As a wedding videographer, Block soon realized there was a whole other aspect of intimacy and emotion which he was privy to in this profession. Hired for his intimate documentary style, Block frequently found himself standing feet away from two virtual strangers as they publicly pledged their everlasting love and fidelity to each other. He found that he came away feeling a great affection for the couples, yet he couldn’t help but wonder what had become of them all.
So began Block’s project to track down some of his favourite couples to find out how their marriages had developed. Block often asks difficult questions such as the following: What makes marriage work, or not? Is married life what they thought it would be? How have they navigated the inevitable ups and downs of marriage over the long haul? Why even bother getting married at all? Eventually it becomes clear in many cases that there are no definite answers because, as Block wisely puts it, “happily ever after is complicated.”
Juxtaposing rapturous wedding day flashbacks with remarkably candid present-day interviews, 112 Weddings explores the themes of love and marital commitment, drawing a vibrant picture of the relationships that couldn’t sustain themselves and the ones that seem destined to last forever. This contrast nails home just how different marriage is from the big day. As Block’s rabbi friend facetiously puts it, “The wedding is the easiest day to make happy. You’ve just thrown a ton of money and liquor at it. Marriage is harder. When you throw money and liquor at it, it makes it worse.”
Marriage is not always a pretty picture; the film displays a lot of raw emotion, even when the marriages have been mostly happy. Out of those who agreed to be interviewed, one couple was divorced, one in the throes of divorce, and several more had clearly been through the marital wringer, particularly those with sick children or those experiencing depression. Often there are times when it feels like the viewer is intruding on a therapy session, which is a testament to how deeply the film explores the problems experienced by some participants.
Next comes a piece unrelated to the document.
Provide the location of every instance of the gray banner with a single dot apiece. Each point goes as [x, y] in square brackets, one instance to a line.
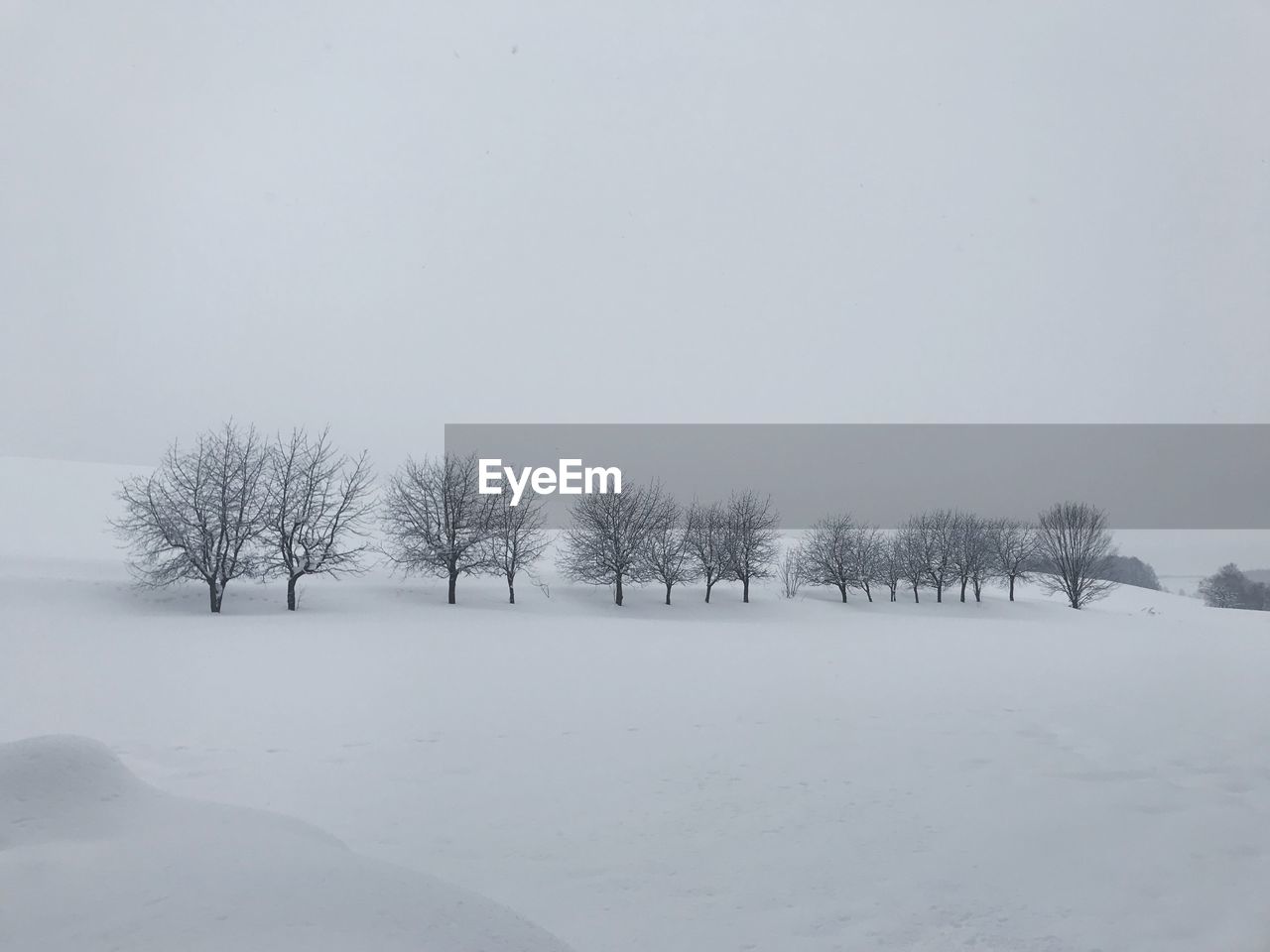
[1147, 476]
Nonetheless, there’s something undeniably fascinating in watching people sit down in front of a camera and discuss the success of their relationship. The shots are framed so that the interviewees’ body language is in dialogue with their spoken testimony, and we watch carefully for gestures of intimacy underneath their words.
This revealing documentary attempts to put marriage under a microscope – a startling and welcome breath of reality for an institution highly obscured by fantasy. Sometimes charming, occasionally sad, the couples’ stories are often a joy to behold. The secrets of a successful marriage remain mysterious, however, since it seems like there is no one universal set of instructions. What Block does give us, and very effectively, are honest, sometimes painful portraits of couples, what their lives together have brought, and how they are continuing to navigate their relationships.
112 Weddings was screened by Sackville Film Society on Nov. 20. Their next feature will be Whiplash on Nov. 27.